The details worth keeping
That followed a Macworld report claiming that the iPhone 18 Pro Max’s battery capacity would reach 5,425 mAh on the eSIM model and 5,235 mAh on the version with a physical SIM tray. On the device side, the useful angle is whether a technical change actually alters feel, lifespan, or upgrade cost in real use. The readers who should care most are the ones planning to replace a device, buy an accessory, or upgrade a work setup in the next few months. The next step is to see whether the current signals harden into a durable change or fade as a short-lived experiment.
Why this matters most
The signal is strong enough to deserve attention, but it still needs to be read as something developing rather than fully settled. With 1 source layers on the table, the part worth reading most closely is where firm facts meet the market's early reaction.

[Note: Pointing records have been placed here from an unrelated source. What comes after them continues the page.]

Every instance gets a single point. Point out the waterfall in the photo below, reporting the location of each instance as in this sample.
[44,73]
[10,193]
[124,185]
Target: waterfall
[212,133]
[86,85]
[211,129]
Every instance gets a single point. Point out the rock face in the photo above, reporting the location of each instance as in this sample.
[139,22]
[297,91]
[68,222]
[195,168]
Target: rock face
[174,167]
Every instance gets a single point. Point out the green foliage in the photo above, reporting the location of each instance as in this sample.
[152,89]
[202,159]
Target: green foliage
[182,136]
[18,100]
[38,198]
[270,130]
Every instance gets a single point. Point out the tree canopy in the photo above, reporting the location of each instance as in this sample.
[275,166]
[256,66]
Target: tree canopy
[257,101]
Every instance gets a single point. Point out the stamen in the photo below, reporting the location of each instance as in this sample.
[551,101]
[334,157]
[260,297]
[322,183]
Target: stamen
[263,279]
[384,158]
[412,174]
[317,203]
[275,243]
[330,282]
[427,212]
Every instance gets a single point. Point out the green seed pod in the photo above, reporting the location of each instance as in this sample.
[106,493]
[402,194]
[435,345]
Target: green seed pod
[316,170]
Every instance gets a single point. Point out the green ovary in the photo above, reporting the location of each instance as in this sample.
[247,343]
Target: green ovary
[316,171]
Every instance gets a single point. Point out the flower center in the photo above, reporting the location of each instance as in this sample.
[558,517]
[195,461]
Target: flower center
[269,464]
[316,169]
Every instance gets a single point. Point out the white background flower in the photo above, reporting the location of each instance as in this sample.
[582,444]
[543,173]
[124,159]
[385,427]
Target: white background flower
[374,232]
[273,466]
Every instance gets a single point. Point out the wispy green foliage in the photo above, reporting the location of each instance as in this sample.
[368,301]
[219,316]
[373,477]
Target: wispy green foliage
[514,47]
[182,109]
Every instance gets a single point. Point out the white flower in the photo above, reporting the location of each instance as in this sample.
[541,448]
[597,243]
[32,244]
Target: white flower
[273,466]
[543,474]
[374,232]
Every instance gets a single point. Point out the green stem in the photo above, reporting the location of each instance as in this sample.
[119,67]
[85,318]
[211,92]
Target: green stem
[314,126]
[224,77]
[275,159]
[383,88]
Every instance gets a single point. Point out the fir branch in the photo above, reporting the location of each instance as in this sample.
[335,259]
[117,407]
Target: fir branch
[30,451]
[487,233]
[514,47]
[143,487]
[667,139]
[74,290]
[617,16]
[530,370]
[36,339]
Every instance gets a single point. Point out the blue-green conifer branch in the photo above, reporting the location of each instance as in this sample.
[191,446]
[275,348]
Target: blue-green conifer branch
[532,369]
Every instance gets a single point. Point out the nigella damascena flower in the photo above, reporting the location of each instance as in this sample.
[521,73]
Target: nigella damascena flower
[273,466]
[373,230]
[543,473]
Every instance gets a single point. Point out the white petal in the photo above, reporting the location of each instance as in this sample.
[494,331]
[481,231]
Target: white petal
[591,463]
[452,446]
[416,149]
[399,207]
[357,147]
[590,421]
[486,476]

A few days later, regulatory filings pointed to slightly different figures: 5,567 mAh for the US/eSIM-only model and 5,391 mAh for the China model with a physical SIM tray.
What to watch next
The next readout is price, device coverage, and whether the change feels real once the hardware reaches users. Patrick Tech Media will keep checking rollout speed, user reaction, and how 9to5Mac update the next pieces. From 1 early signals, the piece keeps 1 references that are useful for locking the main details in place. That is why the useful reading move is not to stop at the headline, but to compare the promise, the workflow change, and the likely cost before deciding anything.